Para empezar, el derecho a la vida, a la libertad, a la dignidad y a la justicia, intrínsecos a todo ser humano. Por tener su origen en Dios, estos derechos naturales son anteriores a cualquier noción de Estado y, de hecho, a cualquier tipo de norma jurídica, por lo que atentar contra ellos significa lacerar lo más esencial de la persona.
Por supuesto, la valoración, aceptación y ejercicio práctico de estos derechos no pueden estar sujetos a la voluntad coyuntural de una mayoría, puesto que ninguna mayoría tiene legitimad para eliminarlos, limitarlos o desnaturalizarlos. Sin importar lo justa que parezca una causa, si su logro requiere violar los derechos naturales de las personas, entonces esa causa no es justa ni moral.

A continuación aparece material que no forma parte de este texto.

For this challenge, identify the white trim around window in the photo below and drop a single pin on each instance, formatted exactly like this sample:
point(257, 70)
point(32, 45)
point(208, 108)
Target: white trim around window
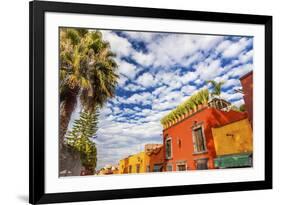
point(171, 148)
point(195, 151)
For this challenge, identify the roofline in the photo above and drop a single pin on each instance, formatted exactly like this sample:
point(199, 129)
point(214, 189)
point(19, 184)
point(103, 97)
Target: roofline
point(246, 117)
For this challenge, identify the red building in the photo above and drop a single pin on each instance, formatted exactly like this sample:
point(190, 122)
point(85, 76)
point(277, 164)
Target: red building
point(189, 145)
point(247, 84)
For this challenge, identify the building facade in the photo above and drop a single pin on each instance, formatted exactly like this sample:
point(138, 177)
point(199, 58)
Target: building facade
point(247, 84)
point(189, 144)
point(149, 160)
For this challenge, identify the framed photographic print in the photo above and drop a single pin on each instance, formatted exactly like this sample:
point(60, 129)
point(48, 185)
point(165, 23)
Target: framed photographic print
point(139, 102)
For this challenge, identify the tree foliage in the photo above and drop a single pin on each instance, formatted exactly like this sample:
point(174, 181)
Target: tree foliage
point(199, 98)
point(81, 137)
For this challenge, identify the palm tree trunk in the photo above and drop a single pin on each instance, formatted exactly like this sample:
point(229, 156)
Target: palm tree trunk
point(68, 160)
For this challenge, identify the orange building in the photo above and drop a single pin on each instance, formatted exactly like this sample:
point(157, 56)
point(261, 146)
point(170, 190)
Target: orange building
point(156, 157)
point(247, 84)
point(189, 144)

El derecho a la vida, por ejemplo, supone la obligación del Estado y de los particulares de asegurar que la existencia humana se desarrolle en todas sus etapas. El derecho a la dignidad, por su lado, exige que consideremos inadmisible cualquier poder que pretenda justificar los ataques a la integridad física o moral de una persona. No hay dónde perderse.
Si entendemos la libertad como el atributo o facultad humana de dirigir la conducta y pensamientos según los dictados de la propia conciencia, con responsabilidad y sin restricciones ni imposiciones externas, tendremos claro que sólo un individuo libre puede llenar de sentido su vida. Y sin embargo, aunque libre de hacer lo que considere correcto según su propio juicio, el ciudadano legitima su libertad en la medida en que no lesiona los derechos de sus congéneres.

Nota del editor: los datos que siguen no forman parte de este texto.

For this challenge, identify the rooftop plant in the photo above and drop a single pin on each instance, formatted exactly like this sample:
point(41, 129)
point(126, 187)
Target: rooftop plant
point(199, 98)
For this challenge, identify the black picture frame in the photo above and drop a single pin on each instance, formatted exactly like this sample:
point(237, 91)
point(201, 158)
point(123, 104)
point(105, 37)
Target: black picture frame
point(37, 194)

Como bien lo apunta el manifiesto de la Cámara, únicamente los sistemas de gobierno inspirados en la libertad individual se han revelado aptos para promover los valores humanos y producir un mayor bienestar para las personas, sin distinciones de sexo, edad, religión o condición social. Esto es así porque la libertad individual adquiere rasgos insustituibles en el plano político: libertad de pensamiento, de conciencia, de expresión, de culto, de movilidad, de asociación y de iniciativa, dentro de un marco de normas ampliamente acreditadas por la sana convivencia social.
La libre iniciativa —esa facultad humana para emprender, arriesgar y producir— y el libre mercado —esa enorme confluencia de iniciativas individuales— son causa y efecto de la libertad económica. Sin verse amenazadas, las fuerzas creativas de las personas, impulsadas por legítimos deseos de superación, encuentran su expresión más diversa y productiva en el libre intercambio de bienes y servicios. La antítesis de este sistema, el centralismo o la planificación estatal, pretende regularlo todo desde la burocracia, como si existieran recetas económicas infalibles para conducir el desarrollo de una sociedad compleja.
La intervención del Estado puede volverse deseable para evitar los fenómenos que distorsionan el libre mercado —como los monopolios, la competencia desleal o los sistemas de privilegios—, pero en modo alguno debe tornarse una práctica permanente. El dirigismo estatal deriva en totalitarismo con inquietante facilidad.
Las libertades, sean políticas o económicas, sólo perduran en democracia, es decir, en ese sistema de gobierno basado en la división de poderes, el multipartidismo, el estado de Derecho, el respeto a la institucionalidad y el escrutinio ciudadano sobre el poder público.
Los países que han llegado a un consenso en torno a estos principios han preservado su libertad y garantizado su desarrollo. Aprender de ellos y de su sensatez nos ahorraría muchas tensiones.